Technology product expansion: You'll inevitably build valuable technological components (payments infrastructure, data analytics products, workflow tools). These can become standalone software offerings that generate additional (high margin) revenue streams beyond your core service business.
Franchising your platform: If you've created something truly unique and defensible as a technology product, you might grow through franchising.
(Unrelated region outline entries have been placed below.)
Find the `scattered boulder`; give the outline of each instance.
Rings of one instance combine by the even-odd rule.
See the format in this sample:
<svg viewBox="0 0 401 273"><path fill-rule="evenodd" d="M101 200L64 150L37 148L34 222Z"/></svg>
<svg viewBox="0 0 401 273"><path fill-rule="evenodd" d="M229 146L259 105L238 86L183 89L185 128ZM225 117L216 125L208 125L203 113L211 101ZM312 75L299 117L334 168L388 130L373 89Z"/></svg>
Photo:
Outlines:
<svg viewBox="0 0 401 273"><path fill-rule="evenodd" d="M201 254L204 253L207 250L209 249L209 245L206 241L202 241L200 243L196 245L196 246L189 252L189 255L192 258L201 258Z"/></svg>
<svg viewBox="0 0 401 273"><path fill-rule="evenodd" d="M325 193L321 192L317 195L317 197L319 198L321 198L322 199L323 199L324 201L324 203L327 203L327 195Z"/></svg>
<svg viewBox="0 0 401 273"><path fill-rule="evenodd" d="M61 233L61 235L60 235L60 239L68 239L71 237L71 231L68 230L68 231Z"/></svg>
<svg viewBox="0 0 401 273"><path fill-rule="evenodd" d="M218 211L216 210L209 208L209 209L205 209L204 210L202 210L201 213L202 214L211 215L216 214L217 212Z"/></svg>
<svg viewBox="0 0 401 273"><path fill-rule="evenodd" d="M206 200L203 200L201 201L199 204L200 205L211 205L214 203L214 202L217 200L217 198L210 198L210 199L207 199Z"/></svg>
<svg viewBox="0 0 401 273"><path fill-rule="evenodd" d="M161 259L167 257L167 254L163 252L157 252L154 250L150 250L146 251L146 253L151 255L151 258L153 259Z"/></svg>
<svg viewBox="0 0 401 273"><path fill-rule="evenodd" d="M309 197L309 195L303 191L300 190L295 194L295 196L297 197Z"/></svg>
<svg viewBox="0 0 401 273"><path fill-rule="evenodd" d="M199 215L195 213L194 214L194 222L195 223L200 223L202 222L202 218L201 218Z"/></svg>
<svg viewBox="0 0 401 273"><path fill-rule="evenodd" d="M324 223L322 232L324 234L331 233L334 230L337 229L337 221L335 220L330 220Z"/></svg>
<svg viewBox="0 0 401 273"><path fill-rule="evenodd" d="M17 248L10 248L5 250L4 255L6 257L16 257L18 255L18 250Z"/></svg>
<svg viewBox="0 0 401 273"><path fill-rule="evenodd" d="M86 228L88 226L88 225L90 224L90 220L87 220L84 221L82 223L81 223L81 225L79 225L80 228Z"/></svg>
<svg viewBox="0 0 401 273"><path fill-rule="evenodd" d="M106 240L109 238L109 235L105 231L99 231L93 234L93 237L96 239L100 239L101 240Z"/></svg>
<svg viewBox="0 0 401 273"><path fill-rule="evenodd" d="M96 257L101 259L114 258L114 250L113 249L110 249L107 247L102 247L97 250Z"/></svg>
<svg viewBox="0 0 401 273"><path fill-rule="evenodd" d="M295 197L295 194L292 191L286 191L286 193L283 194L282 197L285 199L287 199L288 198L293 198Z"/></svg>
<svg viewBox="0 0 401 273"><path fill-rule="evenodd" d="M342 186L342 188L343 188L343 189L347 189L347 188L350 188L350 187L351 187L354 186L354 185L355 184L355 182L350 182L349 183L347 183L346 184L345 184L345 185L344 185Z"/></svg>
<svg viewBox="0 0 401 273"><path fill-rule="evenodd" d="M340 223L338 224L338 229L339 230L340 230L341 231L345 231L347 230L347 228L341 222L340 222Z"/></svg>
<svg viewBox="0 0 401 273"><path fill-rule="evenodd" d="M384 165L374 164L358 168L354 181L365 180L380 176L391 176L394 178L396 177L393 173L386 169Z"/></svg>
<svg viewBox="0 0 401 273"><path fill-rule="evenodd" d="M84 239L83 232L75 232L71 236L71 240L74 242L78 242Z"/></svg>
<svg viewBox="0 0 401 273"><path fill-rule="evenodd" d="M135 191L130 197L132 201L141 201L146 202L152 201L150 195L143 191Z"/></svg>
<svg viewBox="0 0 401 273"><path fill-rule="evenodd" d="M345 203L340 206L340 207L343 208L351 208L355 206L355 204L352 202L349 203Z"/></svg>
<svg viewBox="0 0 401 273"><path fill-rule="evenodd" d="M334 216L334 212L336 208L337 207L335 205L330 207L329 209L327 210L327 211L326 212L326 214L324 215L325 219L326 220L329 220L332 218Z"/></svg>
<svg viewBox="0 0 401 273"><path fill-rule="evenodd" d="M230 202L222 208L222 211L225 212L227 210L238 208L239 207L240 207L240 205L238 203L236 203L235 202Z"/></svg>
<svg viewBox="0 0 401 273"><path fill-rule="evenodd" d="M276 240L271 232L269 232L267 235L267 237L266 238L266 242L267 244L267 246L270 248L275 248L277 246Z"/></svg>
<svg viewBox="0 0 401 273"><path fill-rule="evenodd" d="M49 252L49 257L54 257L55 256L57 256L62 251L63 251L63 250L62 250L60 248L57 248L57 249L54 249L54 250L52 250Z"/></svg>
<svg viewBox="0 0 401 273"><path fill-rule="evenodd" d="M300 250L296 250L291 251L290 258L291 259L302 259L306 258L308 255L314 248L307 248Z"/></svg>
Others can build service businesses using your technology as the underlying infrastructure, handling the distribution challenges while you focus on platform development.
Consider selective acquisition strategies
You don't always need the entire company. Sometimes you only want customer relationships, not operational complexity. In industries where distribution separates from execution, consider acquiring just the book of business rather than the full entity. This approach is often cleaner, faster, and cheaper.
Prepare for Disintermediation Risk
One long-term threat in AI roll-ups is customer bypass of the service layer entirely, especially as technology becomes "good enough" for direct interaction (or customers get “savvy enough”). Think SMBs purchasing insurance or legal advice from AI chatbots without human intermediation.
This risk reinforces smart industry selection but also demands ongoing introspection. Regularly ask: Is there a better way to combine our technology and distribution? Sometimes the next growth phase requires evolving (or even disrupting) your own model. (Hat Tip: Clayton Christensen’s Innovator’s Dilemma). The key question becomes: Can the same team that builds opinionated internal tooling also create consumer-facing product experiences?
Final Thoughts
The AI roll-up model has moved beyond theory. It's being built, tested, and refined in real time. These insights represent part of that evolution, and I’m sure there are many more learnings to be distilled over time.